Since rain seems imminent here for the first time in a few years (or so they say…), I’m posting a blog about an extremely dry hike that highlighted the drought we’re experiencing. Consider it a rain dance of sorts.
The destination was the 2,729-feet-high summit of Bald Mountain, one of the peaks within Sugarloaf Ridge State Park. Since it’s been 70+ and sunny in recent weeks, it’s a great time to do the hike. Our loop took us nearly seven miles over three-plus miles. We did one of the popular routes, starting up Lower Bald Mountain Trail from the parking lot, then switching over to Bald Mountain Trail, over to the summit, and then a bit on Gray Pine, Vista and Meadow trails to return. It’s a route I’ve done many times, but in the winter, it generally features cool breezes along the way, overgrown brush along the way in parts, and even a couple of creeks to cross near the end.
What a difference a drought makes. Severe brown-tinged grass everywhere, sandy trails with dust kicking up, and bone-dry creeks in several places, and trickles of water elsewhere. I underestimated the impact of the dryness on the ground, making the steep downhills much tougher due to the loose dirt. In places, the oaks and chaparral resembled sad statutes in the midst of brown hillsides. Not a pretty sight. And the usual assortment of animals was lacking too, as many have headed elsewhere in search of water and food.

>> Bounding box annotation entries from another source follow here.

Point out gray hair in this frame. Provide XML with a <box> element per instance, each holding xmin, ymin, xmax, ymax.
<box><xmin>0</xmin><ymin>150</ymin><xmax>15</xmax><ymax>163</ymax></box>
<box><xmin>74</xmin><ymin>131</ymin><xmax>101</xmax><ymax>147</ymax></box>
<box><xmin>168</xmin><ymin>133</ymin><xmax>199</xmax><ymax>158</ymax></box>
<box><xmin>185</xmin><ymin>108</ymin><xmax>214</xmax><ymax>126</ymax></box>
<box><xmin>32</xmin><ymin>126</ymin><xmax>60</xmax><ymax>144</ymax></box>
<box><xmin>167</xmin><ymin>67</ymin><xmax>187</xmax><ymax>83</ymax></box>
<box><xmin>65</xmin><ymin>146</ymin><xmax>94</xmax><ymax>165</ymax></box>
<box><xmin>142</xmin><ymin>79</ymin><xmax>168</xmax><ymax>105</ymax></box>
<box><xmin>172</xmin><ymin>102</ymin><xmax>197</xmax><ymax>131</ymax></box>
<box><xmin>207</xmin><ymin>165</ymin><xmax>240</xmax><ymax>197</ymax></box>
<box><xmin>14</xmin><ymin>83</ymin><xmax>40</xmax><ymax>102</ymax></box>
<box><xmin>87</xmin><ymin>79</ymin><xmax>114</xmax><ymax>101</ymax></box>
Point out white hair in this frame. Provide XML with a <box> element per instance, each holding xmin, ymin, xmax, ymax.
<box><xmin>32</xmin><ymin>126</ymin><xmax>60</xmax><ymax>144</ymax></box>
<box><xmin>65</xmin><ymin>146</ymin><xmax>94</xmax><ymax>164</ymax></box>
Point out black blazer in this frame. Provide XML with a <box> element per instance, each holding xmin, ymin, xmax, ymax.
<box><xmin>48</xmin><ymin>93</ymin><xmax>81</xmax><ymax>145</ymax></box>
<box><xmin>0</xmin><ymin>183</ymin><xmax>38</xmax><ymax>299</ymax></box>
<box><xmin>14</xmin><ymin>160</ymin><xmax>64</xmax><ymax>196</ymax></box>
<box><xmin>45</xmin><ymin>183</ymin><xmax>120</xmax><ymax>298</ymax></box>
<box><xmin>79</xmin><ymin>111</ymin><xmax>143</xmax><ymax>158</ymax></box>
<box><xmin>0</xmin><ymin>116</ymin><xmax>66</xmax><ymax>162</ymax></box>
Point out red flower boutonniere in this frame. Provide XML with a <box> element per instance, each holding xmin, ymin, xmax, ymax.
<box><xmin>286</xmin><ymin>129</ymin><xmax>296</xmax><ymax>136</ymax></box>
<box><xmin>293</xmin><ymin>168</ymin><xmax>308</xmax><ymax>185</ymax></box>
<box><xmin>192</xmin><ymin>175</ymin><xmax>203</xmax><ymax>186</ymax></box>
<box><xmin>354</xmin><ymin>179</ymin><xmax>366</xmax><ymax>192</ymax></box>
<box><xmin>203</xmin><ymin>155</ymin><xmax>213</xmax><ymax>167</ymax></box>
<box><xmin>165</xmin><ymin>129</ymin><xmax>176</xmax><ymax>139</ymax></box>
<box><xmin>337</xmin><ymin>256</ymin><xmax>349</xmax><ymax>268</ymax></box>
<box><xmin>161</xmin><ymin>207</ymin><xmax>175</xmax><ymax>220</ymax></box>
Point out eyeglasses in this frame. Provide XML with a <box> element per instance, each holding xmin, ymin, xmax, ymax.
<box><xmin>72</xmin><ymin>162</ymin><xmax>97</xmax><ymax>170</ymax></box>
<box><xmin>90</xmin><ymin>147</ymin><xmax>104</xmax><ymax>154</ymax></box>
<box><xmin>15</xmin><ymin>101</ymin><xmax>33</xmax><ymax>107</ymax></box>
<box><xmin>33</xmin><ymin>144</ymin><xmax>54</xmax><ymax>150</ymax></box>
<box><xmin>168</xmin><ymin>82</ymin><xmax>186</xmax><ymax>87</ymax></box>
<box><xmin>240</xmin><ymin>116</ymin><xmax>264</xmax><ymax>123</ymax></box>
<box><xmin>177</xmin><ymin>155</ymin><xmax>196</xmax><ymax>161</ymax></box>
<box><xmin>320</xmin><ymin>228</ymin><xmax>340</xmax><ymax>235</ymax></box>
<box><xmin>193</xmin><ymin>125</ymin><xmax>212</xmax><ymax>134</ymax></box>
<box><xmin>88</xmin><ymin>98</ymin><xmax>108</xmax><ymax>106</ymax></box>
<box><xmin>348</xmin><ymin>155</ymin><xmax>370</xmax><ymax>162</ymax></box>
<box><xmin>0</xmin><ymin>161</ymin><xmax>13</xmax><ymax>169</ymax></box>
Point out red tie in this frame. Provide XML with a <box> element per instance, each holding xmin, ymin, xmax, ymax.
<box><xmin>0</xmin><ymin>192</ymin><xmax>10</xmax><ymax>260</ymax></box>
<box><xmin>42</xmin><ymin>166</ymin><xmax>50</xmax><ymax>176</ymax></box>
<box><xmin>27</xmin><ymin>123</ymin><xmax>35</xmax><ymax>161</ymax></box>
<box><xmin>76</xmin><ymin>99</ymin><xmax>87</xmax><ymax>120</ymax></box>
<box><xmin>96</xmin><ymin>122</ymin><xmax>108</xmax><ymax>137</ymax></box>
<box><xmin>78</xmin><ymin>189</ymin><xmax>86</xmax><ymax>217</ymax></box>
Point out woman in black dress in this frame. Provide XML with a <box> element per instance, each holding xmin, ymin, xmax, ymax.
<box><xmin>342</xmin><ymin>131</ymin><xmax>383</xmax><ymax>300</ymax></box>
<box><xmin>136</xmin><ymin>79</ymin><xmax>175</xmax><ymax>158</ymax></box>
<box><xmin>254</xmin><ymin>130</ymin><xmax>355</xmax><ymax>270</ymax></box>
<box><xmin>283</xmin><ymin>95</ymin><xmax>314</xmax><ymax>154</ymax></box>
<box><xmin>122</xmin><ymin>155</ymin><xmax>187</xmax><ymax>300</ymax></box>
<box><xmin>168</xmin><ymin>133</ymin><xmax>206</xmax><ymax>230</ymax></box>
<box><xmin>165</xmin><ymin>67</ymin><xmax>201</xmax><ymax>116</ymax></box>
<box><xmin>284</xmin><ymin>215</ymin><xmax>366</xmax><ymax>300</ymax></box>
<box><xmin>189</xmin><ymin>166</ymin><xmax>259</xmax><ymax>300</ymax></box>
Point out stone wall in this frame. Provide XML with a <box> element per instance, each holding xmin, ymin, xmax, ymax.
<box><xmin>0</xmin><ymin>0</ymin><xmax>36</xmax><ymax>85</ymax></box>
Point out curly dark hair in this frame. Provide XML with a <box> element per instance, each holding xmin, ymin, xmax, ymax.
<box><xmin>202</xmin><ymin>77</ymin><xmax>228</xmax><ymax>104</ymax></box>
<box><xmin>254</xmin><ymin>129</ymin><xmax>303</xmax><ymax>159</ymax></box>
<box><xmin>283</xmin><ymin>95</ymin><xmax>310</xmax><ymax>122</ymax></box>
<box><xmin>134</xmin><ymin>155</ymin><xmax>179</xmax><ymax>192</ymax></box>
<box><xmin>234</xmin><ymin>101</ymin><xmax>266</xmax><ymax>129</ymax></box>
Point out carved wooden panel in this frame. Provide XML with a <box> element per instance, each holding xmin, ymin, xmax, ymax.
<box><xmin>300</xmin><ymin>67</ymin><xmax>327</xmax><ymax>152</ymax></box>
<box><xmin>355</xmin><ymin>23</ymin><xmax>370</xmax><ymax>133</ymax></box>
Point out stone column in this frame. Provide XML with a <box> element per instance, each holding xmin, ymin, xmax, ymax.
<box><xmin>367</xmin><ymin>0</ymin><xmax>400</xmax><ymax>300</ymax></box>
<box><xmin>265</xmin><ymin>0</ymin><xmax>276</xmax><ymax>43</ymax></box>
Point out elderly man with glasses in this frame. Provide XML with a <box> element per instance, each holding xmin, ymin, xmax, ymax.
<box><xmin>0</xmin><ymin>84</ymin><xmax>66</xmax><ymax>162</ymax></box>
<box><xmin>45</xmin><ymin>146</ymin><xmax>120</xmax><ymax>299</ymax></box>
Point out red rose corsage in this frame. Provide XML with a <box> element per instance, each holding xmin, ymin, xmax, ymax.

(Even though it is a state park, it is being run by a local nonprofit organization known as Team Sugarloaf. They accept state parking passes and generally operate it the same way the state parks system did. Their website doesn’t seem to be working so I’ll refer you to the official state site for more info on the park’s hours, trails, and services.)
Still, the view remains incredible. We could easily make out Mt. Tam, Mount Diablo and many more peaks and valleys throughout.